MCG launches legal action against Federal Government approval for dredging and dumping in Reef’s waters
Press conference: 10am Monday March 24, outside Commonwealth Law Courts Building, 119 North Quay (cnr Tank Street) Brisbane QLD
Mackay Conservation Group will today commence court proceedings in Brisbane’s Federal Court challenging Environment Minister Greg Hunt’s decision to approve dredging and dumping within the Great Barrier Reef World Heritage Area.
The Mackay Conservation Group is represented by the lawyers at the Environment Defenders’ Office Queensland and supported by thousands of Australians who have donated to fund the action to protect the Reef from the impact of dredging and dumping.
The case will centre on the Federal Government’s decision to approve dredging and dumping for the proposed export coal terminal at Abbot Point, less than 50kms from the Whitsunday Islands.
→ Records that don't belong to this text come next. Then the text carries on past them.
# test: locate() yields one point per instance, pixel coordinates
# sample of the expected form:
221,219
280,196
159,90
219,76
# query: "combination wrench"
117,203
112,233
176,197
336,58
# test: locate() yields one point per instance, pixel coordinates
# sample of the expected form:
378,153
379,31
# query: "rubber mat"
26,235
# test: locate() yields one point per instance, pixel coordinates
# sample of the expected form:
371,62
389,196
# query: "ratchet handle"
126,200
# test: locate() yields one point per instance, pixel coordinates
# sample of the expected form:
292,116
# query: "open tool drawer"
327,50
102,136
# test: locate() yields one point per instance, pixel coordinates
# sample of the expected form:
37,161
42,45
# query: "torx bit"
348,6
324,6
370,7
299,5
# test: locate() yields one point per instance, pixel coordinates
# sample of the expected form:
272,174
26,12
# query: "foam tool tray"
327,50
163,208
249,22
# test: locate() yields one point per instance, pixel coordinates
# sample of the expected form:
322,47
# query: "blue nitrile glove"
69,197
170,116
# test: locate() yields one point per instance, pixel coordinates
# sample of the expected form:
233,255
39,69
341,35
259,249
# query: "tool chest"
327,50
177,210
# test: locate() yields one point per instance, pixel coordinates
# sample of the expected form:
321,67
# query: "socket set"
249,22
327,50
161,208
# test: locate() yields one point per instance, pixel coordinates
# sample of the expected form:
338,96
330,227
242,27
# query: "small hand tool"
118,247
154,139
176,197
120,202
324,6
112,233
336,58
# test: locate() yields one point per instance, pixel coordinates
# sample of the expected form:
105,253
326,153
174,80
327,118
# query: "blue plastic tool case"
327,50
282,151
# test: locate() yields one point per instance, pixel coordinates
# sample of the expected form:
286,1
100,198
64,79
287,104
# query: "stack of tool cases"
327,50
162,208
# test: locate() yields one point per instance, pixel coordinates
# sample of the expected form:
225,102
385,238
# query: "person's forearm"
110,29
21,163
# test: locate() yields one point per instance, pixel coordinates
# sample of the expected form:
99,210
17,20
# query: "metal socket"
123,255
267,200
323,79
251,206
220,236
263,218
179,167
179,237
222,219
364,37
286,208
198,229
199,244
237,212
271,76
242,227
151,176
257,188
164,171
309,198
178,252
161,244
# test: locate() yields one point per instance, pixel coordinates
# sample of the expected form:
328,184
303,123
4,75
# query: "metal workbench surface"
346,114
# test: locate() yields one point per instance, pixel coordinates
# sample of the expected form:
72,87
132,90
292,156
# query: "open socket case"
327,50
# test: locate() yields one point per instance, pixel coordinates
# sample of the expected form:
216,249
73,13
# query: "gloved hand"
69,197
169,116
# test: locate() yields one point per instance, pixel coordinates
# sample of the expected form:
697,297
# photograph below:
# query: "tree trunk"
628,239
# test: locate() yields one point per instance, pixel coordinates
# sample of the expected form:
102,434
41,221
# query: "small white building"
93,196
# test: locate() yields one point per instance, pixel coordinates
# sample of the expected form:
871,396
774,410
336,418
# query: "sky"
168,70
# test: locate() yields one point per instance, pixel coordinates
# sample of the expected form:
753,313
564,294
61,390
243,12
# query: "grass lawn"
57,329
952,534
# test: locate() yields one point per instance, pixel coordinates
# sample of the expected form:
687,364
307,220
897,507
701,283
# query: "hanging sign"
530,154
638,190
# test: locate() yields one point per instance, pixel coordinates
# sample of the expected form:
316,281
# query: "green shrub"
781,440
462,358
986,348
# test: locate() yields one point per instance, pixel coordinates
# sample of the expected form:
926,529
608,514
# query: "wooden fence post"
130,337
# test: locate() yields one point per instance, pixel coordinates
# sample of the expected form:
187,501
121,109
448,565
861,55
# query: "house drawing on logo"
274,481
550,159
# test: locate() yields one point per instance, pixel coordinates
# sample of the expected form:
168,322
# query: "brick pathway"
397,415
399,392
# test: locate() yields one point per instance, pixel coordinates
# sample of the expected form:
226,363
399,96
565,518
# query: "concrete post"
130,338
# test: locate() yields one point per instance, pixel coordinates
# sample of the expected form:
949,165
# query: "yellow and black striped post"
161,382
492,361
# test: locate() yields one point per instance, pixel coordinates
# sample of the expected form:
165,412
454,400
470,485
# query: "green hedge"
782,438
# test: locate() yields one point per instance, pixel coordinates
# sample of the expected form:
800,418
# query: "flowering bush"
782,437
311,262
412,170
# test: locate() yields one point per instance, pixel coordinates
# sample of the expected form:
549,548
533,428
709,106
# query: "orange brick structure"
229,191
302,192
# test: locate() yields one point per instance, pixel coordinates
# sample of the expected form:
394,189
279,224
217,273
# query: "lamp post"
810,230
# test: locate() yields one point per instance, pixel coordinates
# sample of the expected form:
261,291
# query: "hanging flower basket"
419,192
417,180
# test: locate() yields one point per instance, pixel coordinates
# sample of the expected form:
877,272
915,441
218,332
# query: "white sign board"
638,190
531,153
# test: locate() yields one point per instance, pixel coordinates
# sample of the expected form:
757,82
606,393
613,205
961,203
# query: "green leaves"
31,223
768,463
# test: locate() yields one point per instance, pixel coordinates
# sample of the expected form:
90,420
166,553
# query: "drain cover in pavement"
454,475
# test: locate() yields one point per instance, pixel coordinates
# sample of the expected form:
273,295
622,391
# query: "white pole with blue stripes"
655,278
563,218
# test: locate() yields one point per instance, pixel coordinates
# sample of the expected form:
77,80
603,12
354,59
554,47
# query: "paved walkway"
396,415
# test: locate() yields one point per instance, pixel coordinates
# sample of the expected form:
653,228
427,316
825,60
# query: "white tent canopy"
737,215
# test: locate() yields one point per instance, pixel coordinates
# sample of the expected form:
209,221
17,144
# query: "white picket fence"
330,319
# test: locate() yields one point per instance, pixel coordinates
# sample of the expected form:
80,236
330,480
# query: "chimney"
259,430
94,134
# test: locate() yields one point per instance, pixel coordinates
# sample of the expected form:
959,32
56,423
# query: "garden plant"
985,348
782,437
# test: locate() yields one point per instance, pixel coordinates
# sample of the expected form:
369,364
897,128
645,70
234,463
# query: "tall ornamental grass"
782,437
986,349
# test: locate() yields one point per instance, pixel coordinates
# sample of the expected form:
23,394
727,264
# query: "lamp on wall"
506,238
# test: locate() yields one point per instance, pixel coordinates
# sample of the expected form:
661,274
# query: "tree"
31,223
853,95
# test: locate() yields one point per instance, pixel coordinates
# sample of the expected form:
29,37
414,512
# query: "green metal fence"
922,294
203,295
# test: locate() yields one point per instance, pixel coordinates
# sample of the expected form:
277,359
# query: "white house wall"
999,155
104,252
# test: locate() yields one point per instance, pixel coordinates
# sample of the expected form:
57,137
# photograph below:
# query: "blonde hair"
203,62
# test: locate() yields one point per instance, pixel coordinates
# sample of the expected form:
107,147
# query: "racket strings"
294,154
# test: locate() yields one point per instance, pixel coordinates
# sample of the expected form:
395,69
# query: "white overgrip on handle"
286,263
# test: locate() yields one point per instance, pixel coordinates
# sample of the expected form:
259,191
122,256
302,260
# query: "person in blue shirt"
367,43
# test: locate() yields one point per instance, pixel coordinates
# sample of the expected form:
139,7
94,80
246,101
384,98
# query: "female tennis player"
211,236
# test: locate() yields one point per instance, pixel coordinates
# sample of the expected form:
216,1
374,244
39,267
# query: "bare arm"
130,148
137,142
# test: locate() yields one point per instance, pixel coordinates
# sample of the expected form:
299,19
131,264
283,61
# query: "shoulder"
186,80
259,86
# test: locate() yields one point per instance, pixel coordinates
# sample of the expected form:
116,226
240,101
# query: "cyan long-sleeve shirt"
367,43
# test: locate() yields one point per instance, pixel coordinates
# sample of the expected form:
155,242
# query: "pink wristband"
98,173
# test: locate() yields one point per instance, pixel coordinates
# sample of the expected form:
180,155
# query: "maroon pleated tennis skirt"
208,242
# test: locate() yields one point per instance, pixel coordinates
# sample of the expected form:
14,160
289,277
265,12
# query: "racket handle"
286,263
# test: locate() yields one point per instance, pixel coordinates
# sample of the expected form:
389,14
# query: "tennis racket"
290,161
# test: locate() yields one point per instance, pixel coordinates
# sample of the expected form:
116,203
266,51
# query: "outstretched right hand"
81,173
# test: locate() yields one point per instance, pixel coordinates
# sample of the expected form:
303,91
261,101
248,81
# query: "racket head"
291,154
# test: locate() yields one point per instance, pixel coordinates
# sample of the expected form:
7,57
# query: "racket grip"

In a novel test for Australia’s environment laws, Mackay Conservation Group will argue that the Minister has failed in his obligation to protect the World Heritage Area.
Ellen Roberts, Co-ordinator of the Mackay Conservation Group said the dredging and dumping is a damaging practice that could ruin the Reef, and the Minister’s decision has to be challenged.
‘The world will be watching this case. The World Heritage Committee has expressed concern over the Australian and Queensland governments’ efforts to protect the Reef, particularly from mega-port development and the associated dredging and dumping.
‘Mackay Conservation Group has a proud thirty year history of protecting the Reef and the local environment in our region. We believe that this case has implications for all of the development of state-owned ports and trans-shipping proposals along the Great Barrier Reef and the World Heritage Committee’s looming decision over whether to list the Reef as ‘in danger’.
‘The issues in this case have not been tested before in Federal Court. Australia’s Environment Protection and Biodiversity Conservation Act (EPBC) states that the Australian government must protect World Heritage properties. A successful case could have implications for the protection of other Australian World Heritage sites.
Donations from thousands of GetUp! members and other conservation groups right across the country allowed the case to go ahead.